Rock Baty - Chairman, President, CEO
We set a three-year objective of a 50 percent reduction in our total inventory.
Mark Par - Analyst
Wow.
Rock Baty - Chairman, President, CEO
That’s over three years.
Mark Par - Analyst
Still, that’s a big number. That’s a lot of cash.
Rock Baty - Chairman, President, CEO
$13m to $16m. It’s a target but other people who have implemented the Level 3 concepts have achieved the same kind of results.
Mark Par - Analyst
Okay. One last question, just looking on the growth side for a minute, you obviously have got good growth opportunities on your plate here with the internal infrastructure. I just wonder if you are seeing any new signs of opportunities to grow the business via acquisition, and what would your appetite be over a magnitude perhaps over the next 12 to 18 months should appropriate opportunities arise.
Rock Baty - Chairman, President, CEO
We do, I would say we continually have in our pipeline acquisitions that are consistent with our stated strategy, Mark, and before we first started executing our strategy some five or six years ago I couldn’t honestly tell you that we had that pipeline, but it exists today, and our appetite in terms of size is certainly governed by what is out there, but it is also governed by our debt and capital structure, and what we realistically think we can absorb.
We have said in virtually every acquisition we’ve made that we would never, from a size perspective, bet the farm on any one transaction in terms of size, and that to us means generally speaking no acquisition greater than 15 to 20 percent of our total overall business in terms of revenue for acquisition price.
So yes, we have an appetite to continue our acquisition strategy consistent with the strategy, but it is governed by getting our debt in line with kind of our self-induced, 2X debt to EBITDA level and we obviously factor in pro forma EBITDA in any acquisition we would make as well.
Mark Par - Analyst
Okay, terrific. Thank you very much.
Rock Baty - Chairman, President, CEO
Thanks, Mark.
Operator
Thank you. At this time, gentlemen, we have no further questions. Please continue with your presentation.
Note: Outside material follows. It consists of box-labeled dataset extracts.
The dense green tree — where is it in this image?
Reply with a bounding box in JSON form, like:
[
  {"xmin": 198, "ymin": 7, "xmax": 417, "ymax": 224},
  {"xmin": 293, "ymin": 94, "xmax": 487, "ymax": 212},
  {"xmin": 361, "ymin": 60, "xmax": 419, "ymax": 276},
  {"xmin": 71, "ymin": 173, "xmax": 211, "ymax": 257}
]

Rock Baty - Chairman, President, CEO
Again, thank you for joining this morning’s call.
Operator
Ladies and gentlemen, this does conclude the NN Inc first quarter results conference call. If you wish to listen to a replay of today’s call please dial 800-405-2236. Once again that number is 1-800-405-2236 and enter pass code 577527. Today’s replay will be available until May 6th, 2004. Once again, thank you for your participation, you may now disconnect.